Für den User war dabei nur schwer zu erkennen, dass er ein kostenpflichtiges Abonnement abschloss: Der Klick auf den Button „Route berechnen“ führte nach einem am unteren Seitenrand am Ende eines mehrzeiligen Textes klein abgedruckten Hinweis zum Abschluss eines kostenpflichtigen Abonnements: Für 59,95 € erhielt der User eine dreimonatige Zugangsmöglichkeit zu dem Routenplaner. Je nach der Größe des Monitors und je nach der Bildschirmauflösung wurde dieser Fußnotentext erst nach vorherigem Scrollen sichtbar.
Nach Ablauf der Widerrufsfrist erhielt der User zunächst eine Zahlungsaufforderung.
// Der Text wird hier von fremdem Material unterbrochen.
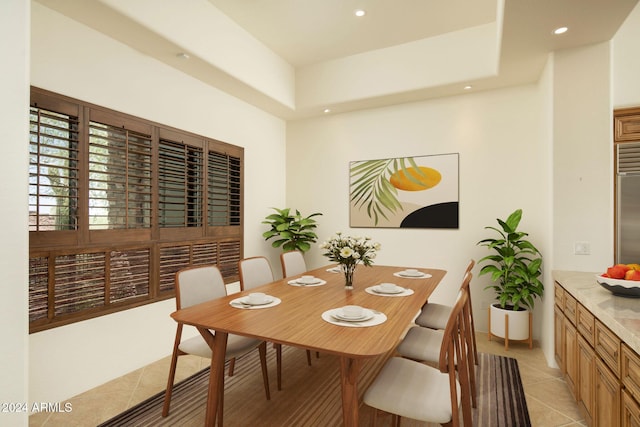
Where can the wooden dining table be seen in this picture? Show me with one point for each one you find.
(297, 321)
Später versandte der Angeklagte Zahlungserinnerungen. Einige Abofallen-Opfer erhielten zudem Schreiben von Rechtsanwälten, in denen ihnen für den Fall, dass sie weiterhin nicht zahlten, ein SCHUFA-Eintrag angedroht wurde.
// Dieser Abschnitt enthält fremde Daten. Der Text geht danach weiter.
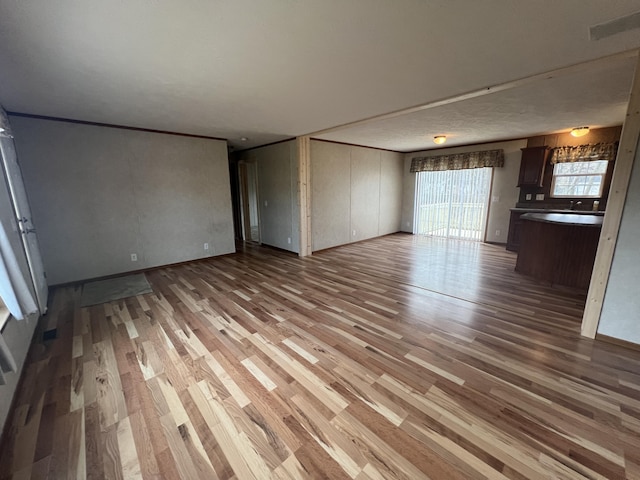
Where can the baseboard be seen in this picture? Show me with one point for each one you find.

Das Landgericht (LG) Frankfurt am Main verurteilte den Angeklagten mit Urteil vom 18.06.2012, Az. 5-27 KLs 12/08 wegen versuchten Betrugs zu einer Freiheitsstrafe von zwei Jahren auf Bewährung. Gegen dieses Urteil legte der Angeklagte Revision ein.
Wie entschied der BGH?
Der BGH verwarf die Revision und bestätigte das Urteil des Landgerichts.
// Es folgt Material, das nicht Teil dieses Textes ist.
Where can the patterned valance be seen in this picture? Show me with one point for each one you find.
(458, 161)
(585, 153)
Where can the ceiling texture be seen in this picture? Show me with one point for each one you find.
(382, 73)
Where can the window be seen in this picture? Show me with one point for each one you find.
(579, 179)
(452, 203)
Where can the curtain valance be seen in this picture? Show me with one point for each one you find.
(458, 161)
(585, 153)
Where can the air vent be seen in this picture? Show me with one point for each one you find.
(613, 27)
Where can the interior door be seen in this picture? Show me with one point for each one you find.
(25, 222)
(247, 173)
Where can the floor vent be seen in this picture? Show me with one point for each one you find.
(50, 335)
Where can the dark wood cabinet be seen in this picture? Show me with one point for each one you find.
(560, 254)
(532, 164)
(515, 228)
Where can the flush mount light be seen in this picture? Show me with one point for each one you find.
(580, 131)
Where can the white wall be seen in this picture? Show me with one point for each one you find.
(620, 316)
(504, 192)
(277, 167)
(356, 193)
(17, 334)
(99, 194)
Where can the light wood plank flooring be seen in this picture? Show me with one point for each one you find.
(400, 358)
Durch die Gestaltung der Internetseite sei gezielt verschleiert worden, dass die angebotene Leistung kostenpflichtig war. Dies stelle eine Täuschungshandlung im Sinne des § 263 StGB dar. Die Erkennbarkeit der Täuschung bei sorgfältiger Lektüre schließe die Strafbarkeit nicht aus. Die Täuschungshandlung sei gerade im Hinblick darauf unternommen worden, die bei einem – wenn auch nur geringeren – Teil der Benutzer vorhandene Unaufmerksamkeit oder Unerfahrenheit auszunutzen.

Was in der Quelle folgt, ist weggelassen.